What Sauron will say isn’t clear though, as it usually talks directly into the minds of the individuals of any given race it strives to enslave, via their social media.
Those wishing for some fake contrition maybe in for a surprise, after the Eye was heckled mercilessly by hobbits in the street yesterday. Could this have led to a concern about popularity? And the feasibility of finishing off the rule of men while being too much a focus of criticism?
“Sauron did nothing wrong,” Saruman repeated earlier today, “I do not mark it down for raising Orcs from the Earth or the wanton damage it caused to numerous Ents. It was following its instincts as a total genius, super dark lord. It’s not for mortals like you and I to question its actions, even if they did lead to half the world catching fire.”
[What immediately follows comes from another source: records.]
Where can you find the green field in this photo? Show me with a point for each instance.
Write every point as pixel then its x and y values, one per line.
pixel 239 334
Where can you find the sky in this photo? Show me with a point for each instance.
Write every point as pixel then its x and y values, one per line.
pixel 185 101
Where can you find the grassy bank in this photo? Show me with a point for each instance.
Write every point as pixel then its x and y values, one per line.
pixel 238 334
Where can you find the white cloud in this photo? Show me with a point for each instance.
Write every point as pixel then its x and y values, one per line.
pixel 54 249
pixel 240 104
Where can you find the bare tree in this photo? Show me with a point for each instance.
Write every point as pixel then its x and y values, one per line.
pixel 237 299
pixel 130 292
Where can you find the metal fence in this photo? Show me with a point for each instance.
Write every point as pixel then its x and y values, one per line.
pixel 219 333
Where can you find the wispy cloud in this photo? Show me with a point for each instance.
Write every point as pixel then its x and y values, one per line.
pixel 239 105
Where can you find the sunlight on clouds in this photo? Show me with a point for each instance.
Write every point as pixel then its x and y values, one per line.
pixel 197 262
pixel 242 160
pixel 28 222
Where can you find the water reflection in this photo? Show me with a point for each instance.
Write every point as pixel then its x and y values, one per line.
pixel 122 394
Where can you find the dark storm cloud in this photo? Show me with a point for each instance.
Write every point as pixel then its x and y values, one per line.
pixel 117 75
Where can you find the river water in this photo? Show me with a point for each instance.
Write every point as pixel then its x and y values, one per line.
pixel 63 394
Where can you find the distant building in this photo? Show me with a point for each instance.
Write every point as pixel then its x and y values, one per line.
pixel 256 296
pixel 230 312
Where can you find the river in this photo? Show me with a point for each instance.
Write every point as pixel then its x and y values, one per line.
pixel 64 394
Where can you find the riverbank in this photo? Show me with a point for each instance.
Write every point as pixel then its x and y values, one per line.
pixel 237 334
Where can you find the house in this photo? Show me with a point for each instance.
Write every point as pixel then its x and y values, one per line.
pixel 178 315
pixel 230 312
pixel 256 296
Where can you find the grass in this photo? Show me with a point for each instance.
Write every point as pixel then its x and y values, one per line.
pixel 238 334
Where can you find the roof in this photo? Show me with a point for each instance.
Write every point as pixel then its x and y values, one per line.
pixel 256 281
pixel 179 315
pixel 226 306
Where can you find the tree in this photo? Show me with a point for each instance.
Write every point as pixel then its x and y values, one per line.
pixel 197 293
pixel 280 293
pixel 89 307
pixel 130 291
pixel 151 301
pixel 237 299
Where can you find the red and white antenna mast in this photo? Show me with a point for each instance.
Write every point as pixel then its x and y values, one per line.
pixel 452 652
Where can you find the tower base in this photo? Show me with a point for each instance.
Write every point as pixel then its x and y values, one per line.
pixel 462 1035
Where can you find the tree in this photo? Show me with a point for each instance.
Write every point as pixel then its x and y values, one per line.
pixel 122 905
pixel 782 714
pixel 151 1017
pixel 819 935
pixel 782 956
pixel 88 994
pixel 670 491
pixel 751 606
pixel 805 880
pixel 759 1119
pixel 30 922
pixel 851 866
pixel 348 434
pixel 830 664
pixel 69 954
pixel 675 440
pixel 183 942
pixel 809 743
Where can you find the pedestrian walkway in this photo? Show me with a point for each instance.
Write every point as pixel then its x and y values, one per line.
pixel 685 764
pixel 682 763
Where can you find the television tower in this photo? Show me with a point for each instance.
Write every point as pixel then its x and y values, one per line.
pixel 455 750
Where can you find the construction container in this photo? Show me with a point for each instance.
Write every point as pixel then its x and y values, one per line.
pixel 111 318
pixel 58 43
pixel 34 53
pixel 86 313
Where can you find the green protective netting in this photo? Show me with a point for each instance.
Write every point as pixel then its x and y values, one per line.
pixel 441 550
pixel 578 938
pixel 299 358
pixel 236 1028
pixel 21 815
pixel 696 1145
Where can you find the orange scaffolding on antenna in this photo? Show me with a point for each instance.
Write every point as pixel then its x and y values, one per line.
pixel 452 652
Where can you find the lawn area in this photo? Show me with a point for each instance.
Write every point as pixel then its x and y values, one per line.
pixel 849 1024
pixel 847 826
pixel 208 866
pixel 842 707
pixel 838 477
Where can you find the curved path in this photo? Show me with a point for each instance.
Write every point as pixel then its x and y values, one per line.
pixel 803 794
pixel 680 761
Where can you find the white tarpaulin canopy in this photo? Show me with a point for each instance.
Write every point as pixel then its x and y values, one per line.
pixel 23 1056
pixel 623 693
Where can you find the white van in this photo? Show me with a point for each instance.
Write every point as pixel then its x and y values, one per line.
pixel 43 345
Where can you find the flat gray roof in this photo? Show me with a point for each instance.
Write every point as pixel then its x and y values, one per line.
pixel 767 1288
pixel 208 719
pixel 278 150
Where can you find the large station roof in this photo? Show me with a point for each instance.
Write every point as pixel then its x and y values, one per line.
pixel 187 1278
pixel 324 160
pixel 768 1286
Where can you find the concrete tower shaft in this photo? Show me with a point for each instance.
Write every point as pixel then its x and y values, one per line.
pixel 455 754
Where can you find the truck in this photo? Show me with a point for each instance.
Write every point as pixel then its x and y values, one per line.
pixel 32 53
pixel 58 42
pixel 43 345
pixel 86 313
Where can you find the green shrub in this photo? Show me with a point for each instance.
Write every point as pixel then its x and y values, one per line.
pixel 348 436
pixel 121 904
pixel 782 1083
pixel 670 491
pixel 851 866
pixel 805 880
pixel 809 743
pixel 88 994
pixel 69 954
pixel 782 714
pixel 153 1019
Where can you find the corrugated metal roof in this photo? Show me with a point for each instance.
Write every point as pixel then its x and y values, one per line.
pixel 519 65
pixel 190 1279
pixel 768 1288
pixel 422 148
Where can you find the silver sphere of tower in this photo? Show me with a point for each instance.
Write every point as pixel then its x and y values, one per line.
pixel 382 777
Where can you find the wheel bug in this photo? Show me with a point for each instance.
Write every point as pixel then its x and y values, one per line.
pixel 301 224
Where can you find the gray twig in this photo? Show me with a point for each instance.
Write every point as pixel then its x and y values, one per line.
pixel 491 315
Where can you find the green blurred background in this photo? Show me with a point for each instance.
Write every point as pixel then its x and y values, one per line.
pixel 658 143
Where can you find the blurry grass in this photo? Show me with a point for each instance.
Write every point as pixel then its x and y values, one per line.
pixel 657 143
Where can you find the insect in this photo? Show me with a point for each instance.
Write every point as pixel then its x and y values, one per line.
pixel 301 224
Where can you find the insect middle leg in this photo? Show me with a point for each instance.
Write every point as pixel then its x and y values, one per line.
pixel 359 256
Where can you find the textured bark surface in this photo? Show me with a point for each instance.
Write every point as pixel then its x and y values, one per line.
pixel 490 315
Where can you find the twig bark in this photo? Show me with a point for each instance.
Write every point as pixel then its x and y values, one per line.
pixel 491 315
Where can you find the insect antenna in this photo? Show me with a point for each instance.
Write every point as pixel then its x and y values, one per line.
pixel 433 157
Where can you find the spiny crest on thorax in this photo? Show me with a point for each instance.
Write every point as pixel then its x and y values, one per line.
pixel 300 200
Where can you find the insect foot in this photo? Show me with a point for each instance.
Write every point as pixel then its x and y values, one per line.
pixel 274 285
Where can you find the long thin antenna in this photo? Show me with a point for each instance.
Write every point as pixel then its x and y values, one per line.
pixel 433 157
But others suspect the sudden and surprising Fellowship of The Media, where both the Guardian and Daily Fail are critical of the giant, blazing eye of electoral faecalism and dark money fuelled neoliberalism, may just have spooked the dark master.
The press conference will be held atop the Shard in central London, as that’s felt to be the most familiar feeling place in the lands of men for Sauron to talk from.
It will be taking questions after, but don’t be surprised if the entire event is a celebration of its lies. And whatever you do, don’t look directly at it. Better to view the whole charade from a reflection in a pool of water.